← Quora archive  ·  2011 Mar 13, 2011 01:47 PM PDT

Question

How could a newly-established university be designed today in order to be élite? Which features must be included, and which features can be left out?

Answer

I don't agree with Sam Gerstenzang's answer. All the factors he talks about come later. Elitism has almost nothing to do with organizational design, and everything to do with whether you have the right raw material for a powerful origin myth to form, and enough money for that raw material to do weird things.

The signature aspects of institutional design that come later follow via consistency with the origin myth. You CANNOT make general statements like "avoid varsity sports in the beginning." What if your origin myth IS a bunch of inner-city kids who failed to get basketball scholarships, who form a fantastic basketball team and beat the crap out of the top university team in an exhibition match, prompting a famous black entrepreneur to endow a new university just to give them a home?

So what's the right raw material for a founding myth? Look at some examples (boldface emphasis mine):

Harvard: http://news.harvard.edu/guide/co...

Harvard is the oldest institution of higher education in the United
states, established in 1636 by vote of the Great and General Court of
the Massachusetts Bay Colony. It was named after the College's first
benefactor, the young minister John Harvard of Charlestown, who upon his
death in 1638 left his library and half his estate to the institution. A
statue of John Harvard stands today in front of University Hall in
Harvard Yard, and is perhaps the University's best known landmark.

Oxford: http://www.ox.ac.uk/about_the_un...

As the oldest university in the English-speaking world, Oxford is a
unique and historic institution. There is no clear date of foundation,
but teaching existed at Oxford in some form in 1096 and developed
rapidly from 1167, when Henry II banned English students from attending
the University of Paris.

MIT: http://en.wikipedia.org/wiki/His...

With the charter approved, Rogers began raising funds, developing a
curriculum and looking for a suitable location. The Rogers Plan, as it
came to be known, was rooted in three principles: the educational value
of useful knowledge, the necessity of “learning by doing,” and
integrating a professional and liberal arts education at the
undergraduate level.MIT was a pioneer in the use of laboratory instruction. Its founding philosophy is "the teaching, not of the manipulations and minute details of the arts, which can be done only in the workshop, but
the inculcation of all the scientific principles which form the basis
and explanation of them;"

I'll leave you to search "History of X" (substitute your favorite elite university).

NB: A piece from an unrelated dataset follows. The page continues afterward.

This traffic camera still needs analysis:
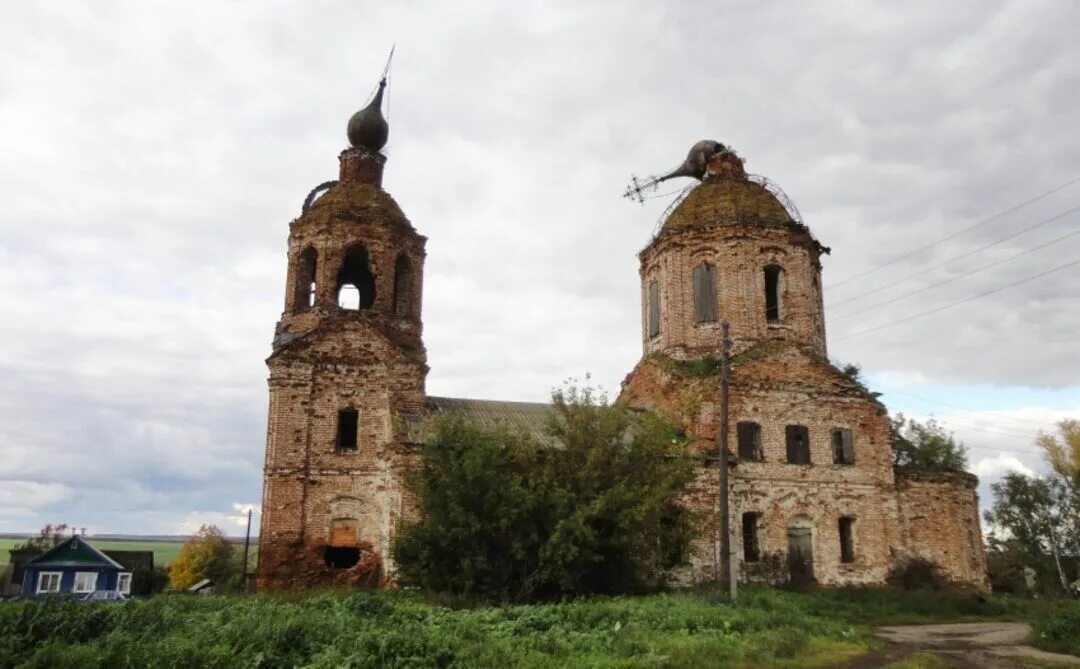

The pattern I want to highlight is that origin myths form around an "exceptionalism" narrative. These form around unusual people, unusual events in history or through opposition of established ideas about how to teach. Basically, without a "we're different because _________" angle you can't differentiate, and without differentiation, you cannot get to elite.

If there is no exceptionalism narrative, you can build all the system-process scaffolding you want. You won't get to "elite."

Think of it as the random particle of dust around which a very regular crystal can form. Or the sand particle around which a pearl forms in an oyster. In both cases, the original stimulus MUST be weird/awkward. The grain of sand "irritates" the oyster into creating a pearl around it. The dust particle disturbs the symmetries of a supersaturated solution. If you cool extremely pure solutions very very slowly, you can actually supercool them without causing freezing... for the same reason, very pure water may superheat without boiling in the microwave, and explode the moment you open the door and disturb it. Which is why you use the trick of putting in a wooden skewer or something in a carafe of water to heat. It disturbs the water enough that boiling begins at 100 degrees.

The process is very similar in some ways to the establishment of new brands, but is much broader because universities are such fundamental institutions that span so many aspects of civil society.